Parole che avevano mostrato sì la decisione nel modificare l’Operazione, ma anche l’intenzione di farlo di concerto con i partner. Un segnale in tal senso era già arrivato a inizio luglio, quando il ministero della Difesa aveva risposto alla proposta provocatoria di Matteo Salvini: bloccare l’ingresso nei porti italiani alle navi militari straniere che partecipano a EunavforMed.

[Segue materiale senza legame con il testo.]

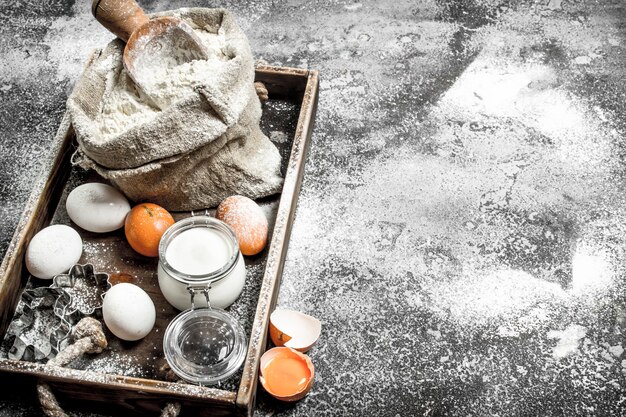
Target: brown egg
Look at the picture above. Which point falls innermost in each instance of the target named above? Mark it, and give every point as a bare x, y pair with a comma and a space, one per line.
247, 220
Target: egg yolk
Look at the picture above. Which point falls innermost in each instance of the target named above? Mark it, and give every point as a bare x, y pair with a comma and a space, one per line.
286, 375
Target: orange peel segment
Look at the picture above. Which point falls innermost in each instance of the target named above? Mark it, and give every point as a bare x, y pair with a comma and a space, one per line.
286, 374
294, 329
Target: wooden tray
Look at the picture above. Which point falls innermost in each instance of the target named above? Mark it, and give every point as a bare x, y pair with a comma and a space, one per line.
293, 95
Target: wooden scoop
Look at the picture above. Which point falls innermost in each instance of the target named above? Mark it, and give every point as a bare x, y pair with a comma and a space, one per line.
152, 45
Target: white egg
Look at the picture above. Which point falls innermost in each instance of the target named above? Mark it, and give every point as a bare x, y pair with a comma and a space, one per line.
128, 311
52, 251
97, 207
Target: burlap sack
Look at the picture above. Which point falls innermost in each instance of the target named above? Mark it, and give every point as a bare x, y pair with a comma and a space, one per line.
192, 154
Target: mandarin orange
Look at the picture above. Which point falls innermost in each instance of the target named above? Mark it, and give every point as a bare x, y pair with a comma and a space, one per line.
144, 226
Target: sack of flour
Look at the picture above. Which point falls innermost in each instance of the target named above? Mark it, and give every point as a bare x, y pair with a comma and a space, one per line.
195, 139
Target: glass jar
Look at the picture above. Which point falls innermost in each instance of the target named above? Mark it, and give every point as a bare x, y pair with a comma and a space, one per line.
183, 253
201, 270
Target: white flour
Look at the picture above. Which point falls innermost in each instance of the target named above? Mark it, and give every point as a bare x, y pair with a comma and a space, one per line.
126, 106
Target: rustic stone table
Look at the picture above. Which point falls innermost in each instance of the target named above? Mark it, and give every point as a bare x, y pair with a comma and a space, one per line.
461, 230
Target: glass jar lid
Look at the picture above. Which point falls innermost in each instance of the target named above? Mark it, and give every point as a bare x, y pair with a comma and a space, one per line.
204, 346
215, 225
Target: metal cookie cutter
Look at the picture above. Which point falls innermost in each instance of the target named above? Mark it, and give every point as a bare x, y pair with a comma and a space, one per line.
45, 316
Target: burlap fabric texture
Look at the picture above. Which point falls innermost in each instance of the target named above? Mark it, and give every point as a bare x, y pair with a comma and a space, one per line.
194, 153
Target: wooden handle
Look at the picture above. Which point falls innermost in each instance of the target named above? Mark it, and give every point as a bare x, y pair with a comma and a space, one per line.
121, 17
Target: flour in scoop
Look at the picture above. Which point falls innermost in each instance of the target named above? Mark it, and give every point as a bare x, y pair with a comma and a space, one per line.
198, 251
126, 105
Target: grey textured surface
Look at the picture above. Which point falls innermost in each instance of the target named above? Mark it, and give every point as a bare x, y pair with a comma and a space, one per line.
461, 226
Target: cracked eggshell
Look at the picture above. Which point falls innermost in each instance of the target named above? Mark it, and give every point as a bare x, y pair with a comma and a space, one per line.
53, 250
97, 207
288, 354
128, 312
294, 329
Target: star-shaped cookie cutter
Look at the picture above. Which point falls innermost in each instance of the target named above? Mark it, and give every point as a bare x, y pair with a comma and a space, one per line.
58, 308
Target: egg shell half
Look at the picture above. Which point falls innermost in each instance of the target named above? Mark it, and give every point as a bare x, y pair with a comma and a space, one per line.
128, 312
248, 222
97, 207
286, 353
294, 329
53, 250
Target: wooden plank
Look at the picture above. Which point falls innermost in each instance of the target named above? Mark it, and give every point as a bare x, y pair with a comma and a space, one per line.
279, 244
134, 394
283, 82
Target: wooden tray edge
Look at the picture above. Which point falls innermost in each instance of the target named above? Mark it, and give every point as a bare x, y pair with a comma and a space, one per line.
280, 242
286, 78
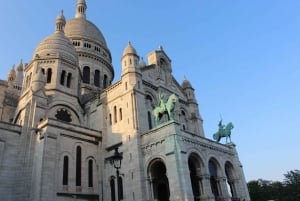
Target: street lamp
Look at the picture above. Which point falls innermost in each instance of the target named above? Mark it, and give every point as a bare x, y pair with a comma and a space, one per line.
116, 161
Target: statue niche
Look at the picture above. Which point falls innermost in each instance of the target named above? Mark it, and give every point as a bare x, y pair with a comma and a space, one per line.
164, 107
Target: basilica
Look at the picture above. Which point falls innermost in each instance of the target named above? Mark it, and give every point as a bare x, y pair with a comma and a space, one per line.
68, 132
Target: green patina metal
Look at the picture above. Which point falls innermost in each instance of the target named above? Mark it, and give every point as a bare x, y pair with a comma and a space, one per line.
164, 107
224, 131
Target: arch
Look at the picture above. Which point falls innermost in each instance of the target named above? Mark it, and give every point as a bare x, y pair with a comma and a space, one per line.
229, 171
65, 170
112, 188
149, 120
120, 187
62, 77
90, 173
196, 171
183, 118
105, 84
120, 114
159, 183
86, 75
49, 75
115, 114
69, 78
97, 78
149, 103
58, 105
78, 165
214, 169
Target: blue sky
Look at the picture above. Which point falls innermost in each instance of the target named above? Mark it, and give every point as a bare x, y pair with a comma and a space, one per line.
242, 57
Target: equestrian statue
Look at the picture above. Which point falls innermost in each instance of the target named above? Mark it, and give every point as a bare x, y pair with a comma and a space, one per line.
224, 131
165, 107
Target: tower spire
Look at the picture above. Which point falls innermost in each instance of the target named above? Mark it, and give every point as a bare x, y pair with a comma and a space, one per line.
80, 9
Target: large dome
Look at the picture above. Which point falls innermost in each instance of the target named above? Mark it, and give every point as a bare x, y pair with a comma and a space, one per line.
81, 28
56, 44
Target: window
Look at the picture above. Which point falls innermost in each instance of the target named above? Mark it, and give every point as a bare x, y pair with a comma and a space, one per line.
112, 189
97, 78
1, 150
115, 114
120, 111
78, 166
90, 173
86, 75
65, 170
120, 187
62, 78
149, 120
69, 77
105, 81
49, 75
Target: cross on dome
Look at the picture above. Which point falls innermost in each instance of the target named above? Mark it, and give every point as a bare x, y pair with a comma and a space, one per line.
81, 9
60, 22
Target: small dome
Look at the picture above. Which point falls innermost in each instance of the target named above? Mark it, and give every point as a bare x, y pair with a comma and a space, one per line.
12, 71
57, 44
20, 66
186, 84
129, 49
84, 29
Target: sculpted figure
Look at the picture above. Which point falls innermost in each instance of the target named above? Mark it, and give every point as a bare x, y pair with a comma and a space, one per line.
164, 107
224, 131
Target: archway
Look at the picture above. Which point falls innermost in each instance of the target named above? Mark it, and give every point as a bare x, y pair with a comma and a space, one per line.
214, 178
195, 175
230, 179
159, 182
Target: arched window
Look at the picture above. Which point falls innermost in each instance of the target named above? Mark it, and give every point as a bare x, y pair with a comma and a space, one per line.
115, 114
69, 78
120, 114
120, 187
149, 120
65, 170
159, 184
213, 178
110, 119
230, 179
97, 78
104, 81
112, 189
86, 75
78, 166
90, 173
49, 75
196, 181
62, 78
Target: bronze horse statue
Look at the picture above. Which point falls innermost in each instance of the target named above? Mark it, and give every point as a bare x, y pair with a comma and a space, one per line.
224, 132
165, 107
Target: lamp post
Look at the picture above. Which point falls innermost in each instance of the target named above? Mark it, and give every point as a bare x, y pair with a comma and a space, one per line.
116, 161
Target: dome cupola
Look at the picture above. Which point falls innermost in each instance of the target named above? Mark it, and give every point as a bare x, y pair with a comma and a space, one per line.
57, 44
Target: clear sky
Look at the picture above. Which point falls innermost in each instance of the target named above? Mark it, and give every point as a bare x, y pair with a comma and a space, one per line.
242, 57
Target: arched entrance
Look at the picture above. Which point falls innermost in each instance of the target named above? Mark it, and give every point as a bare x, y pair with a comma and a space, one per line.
230, 179
214, 178
195, 175
159, 183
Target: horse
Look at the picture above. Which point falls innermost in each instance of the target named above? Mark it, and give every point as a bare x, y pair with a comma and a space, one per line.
165, 107
225, 132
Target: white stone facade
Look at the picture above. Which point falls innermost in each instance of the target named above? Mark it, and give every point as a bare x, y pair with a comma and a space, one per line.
60, 126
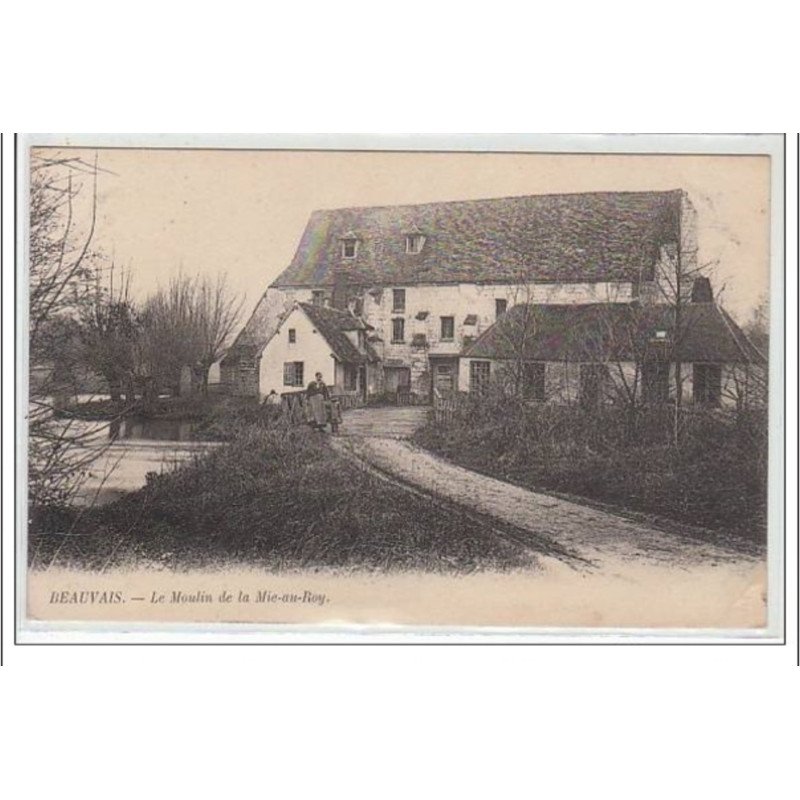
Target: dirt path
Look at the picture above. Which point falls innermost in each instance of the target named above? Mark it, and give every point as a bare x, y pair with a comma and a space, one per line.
377, 436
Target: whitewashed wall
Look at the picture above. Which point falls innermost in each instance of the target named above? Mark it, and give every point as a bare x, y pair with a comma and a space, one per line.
457, 301
310, 348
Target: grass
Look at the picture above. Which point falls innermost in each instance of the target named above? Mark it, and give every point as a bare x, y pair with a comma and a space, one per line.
274, 497
716, 479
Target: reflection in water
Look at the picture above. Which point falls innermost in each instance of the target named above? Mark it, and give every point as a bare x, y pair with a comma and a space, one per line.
174, 430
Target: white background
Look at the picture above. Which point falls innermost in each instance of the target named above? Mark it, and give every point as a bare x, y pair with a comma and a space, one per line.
196, 722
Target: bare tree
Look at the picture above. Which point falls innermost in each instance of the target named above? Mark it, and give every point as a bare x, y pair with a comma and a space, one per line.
215, 313
109, 331
188, 324
168, 337
62, 268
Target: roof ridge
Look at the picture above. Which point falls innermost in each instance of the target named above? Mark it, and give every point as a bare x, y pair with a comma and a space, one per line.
735, 330
596, 193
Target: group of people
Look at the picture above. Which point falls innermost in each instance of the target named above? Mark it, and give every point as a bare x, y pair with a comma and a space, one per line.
320, 408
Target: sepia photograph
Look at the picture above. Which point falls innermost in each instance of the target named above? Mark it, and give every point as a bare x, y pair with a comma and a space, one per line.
463, 389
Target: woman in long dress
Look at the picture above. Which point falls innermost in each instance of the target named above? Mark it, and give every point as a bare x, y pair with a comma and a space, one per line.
316, 396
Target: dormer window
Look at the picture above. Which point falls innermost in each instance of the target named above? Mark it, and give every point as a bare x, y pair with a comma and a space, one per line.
414, 243
349, 245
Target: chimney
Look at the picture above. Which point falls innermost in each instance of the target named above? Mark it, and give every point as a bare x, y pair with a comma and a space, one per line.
701, 291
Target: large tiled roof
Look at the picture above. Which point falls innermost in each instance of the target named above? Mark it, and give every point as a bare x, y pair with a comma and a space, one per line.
615, 331
332, 324
559, 237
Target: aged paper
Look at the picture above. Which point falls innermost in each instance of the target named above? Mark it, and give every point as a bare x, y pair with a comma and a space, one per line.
450, 389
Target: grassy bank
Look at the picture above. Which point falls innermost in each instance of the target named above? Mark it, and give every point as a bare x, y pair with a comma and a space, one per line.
716, 479
275, 497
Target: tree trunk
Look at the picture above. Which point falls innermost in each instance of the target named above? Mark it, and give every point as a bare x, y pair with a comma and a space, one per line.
115, 390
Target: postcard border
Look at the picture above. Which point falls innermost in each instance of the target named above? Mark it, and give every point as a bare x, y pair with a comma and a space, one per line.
27, 632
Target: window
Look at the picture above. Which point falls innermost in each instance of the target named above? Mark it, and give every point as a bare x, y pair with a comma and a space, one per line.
448, 329
293, 373
707, 384
593, 382
533, 380
398, 330
655, 382
414, 242
350, 377
479, 373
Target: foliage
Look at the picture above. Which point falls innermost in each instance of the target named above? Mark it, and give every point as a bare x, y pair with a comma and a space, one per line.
716, 479
280, 498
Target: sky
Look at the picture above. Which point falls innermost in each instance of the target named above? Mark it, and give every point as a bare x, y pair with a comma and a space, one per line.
242, 212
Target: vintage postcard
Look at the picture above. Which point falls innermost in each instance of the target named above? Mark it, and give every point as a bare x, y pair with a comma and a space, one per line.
512, 385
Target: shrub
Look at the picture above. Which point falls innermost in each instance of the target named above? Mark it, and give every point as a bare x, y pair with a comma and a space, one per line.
716, 478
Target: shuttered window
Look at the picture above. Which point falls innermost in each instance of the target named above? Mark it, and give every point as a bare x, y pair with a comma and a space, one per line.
448, 329
479, 374
398, 330
655, 382
293, 373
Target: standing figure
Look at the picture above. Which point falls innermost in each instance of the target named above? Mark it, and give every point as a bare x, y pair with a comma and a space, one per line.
316, 395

Da palazzo Baracchini avevano fatto sapere che non è il Viminale a poter decidere sulle modalità operative e le regole di ingaggio della missione, ma che piuttosto ciò spetta ai ministeri di Esteri e Difesa, e sempre all’interno di un consenso europeo trasversale. “L’azione – trapelava dal ministro di via XX Settembre – deve essere coordinata a livello governativo, altrimenti l’Italia non ottiene nulla oltre a qualche titolo sui giornali, fermo restando che la guida italiana per noi è motivo di orgoglio”.

L’OPINIONE DI TRICARICO

Resta comunque chiara la volontà dell’esecutivo guidato da Giuseppe Conte di modificare la missione europea, da sempre al centro di numerose critiche non solo di carattere politico. “Oggi – osservava su Airpress il generale Leonardo Tricarico, presidente della Fondazione Icsa e già capo di Stato maggiore dell’Aeronautica – le navi militari dell’Operazione Sophia, in combinato con le navi delle Ong, hanno difatti causato un incentivo al fenomeno migratorio, arrivando a modificare le modalità operative con cui i trafficanti di esseri umani mettono in mare le imbarcazioni, affidandosi a mezzi precari che non possono tenere se non per qualche miglio”.